SAN FRANCISCO (CBS SF) – Two aspects of California’s criminal justice system are on November’s ballot: the death penalty and three strikes law. Historically endorsed by overwhelming margins, public opinion appears to be shifting in favor of repealing both laws.

An online poll released on September 13 by the California Business Roundtable and Pepperdine University School of Public Policy shows that voters are overwhelmingly in favor of changing our three strikes law and split on whether to repeal the death penalty. (As an online poll, it is probably not as accurate as a traditional phone poll, but it surveyed 802 likely California voters with a margin of error of 3.5 percent.)

The poll shows that right now, 72 percent of likely voters are in favor of changing the three strikes law, Proposition 36. This is the amount (72 percent) that voted to enact the three strikes in the first place in 1994.  The way it is now, after being convicted of a two serious or violent crimes, a third felony conviction of any kind results in a sentence of 25 years to life in prison.

Prop 36 mandates that life sentences can only be imposed for a third felony conviction if the new conviction is “serious or violent.”

A third felony that is nonserious or violent would still face a harsh sentence – the usual sentence for that crime would be doubled.

Note that none of this would apply to persons who have ever been convicted of rape, murder, or child molestation – they would still be subject to life in prison for a third felony of any kind.

A similar proposal was narrowly defeated in 2004, with the help of then-Oakland mayor Jerry Brown. Brown has (quite conveniently) declined to endorse or oppose anything on this November’s ballot except Proposition 30, his own tax proposal. In 2004, a last minute media blitz led to the defeat of the measure and we could still see that in this election.

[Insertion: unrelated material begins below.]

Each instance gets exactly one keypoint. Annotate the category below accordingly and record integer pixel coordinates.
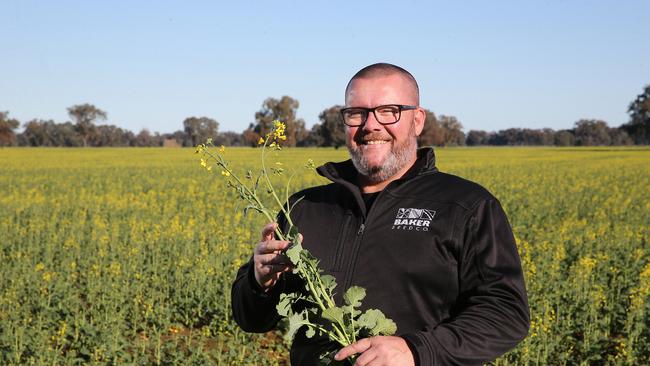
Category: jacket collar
(345, 174)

However, one factor that is different this year is the economic climate, which can make voters are more conscious about the costs of incarcerating criminals indefinitely for nonviolent felonies. The state Legislative Analyst estimates that Prop 36 will save $70 million to $90 million dollars per year.

Another measure being backed with economic arguments is Proposition 34, which would repeal the death penalty.

The state Legislative Analyst estimates that getting rid of the death penalty will save $100 million to $130 million dollars per year. Even former Los Angeles County District Attorney Gil Garcetti has come out publicly against the death penalty, although as a prosecutor he worked to get people sentenced to death. People like Garcetti argue that the death penalty isn’t immoral, it’s just too expensive. The 729 people on California’s death row get to sit in private rooms with televisions instead of being housed with the general population where they can be made to work and pay restitution to victim’s families.

According to the aforementioned poll, 46% of likely voters are in favor of Proposition 34 and 47% are opposed with the remainder unsure. But this is truly remarkable. From 1971 to 2011 the percentage of Californians in favor of the death penalty averaged 73 percent, topping out in 1985 and 1986 at 83 percent.

In lighter news:Governor Jerry Brown is busy signing and vetoing the legislation passed in the past session, but he’s doing it with flair that would impress even New Jersey Governor Chris Christie. Brown vetoed a bill by Republican Assemblywoman Linda Halderman (Fresno) that would have required the Department of Consumer Affairs to post certain language on its website. In doing so, Brown wrote: “This has already been done… So in keeping with the author’s oft-stated mantra that government should not be wasteful or do unnecessary things, I am returning Assembly Bill 1892 without my signature.”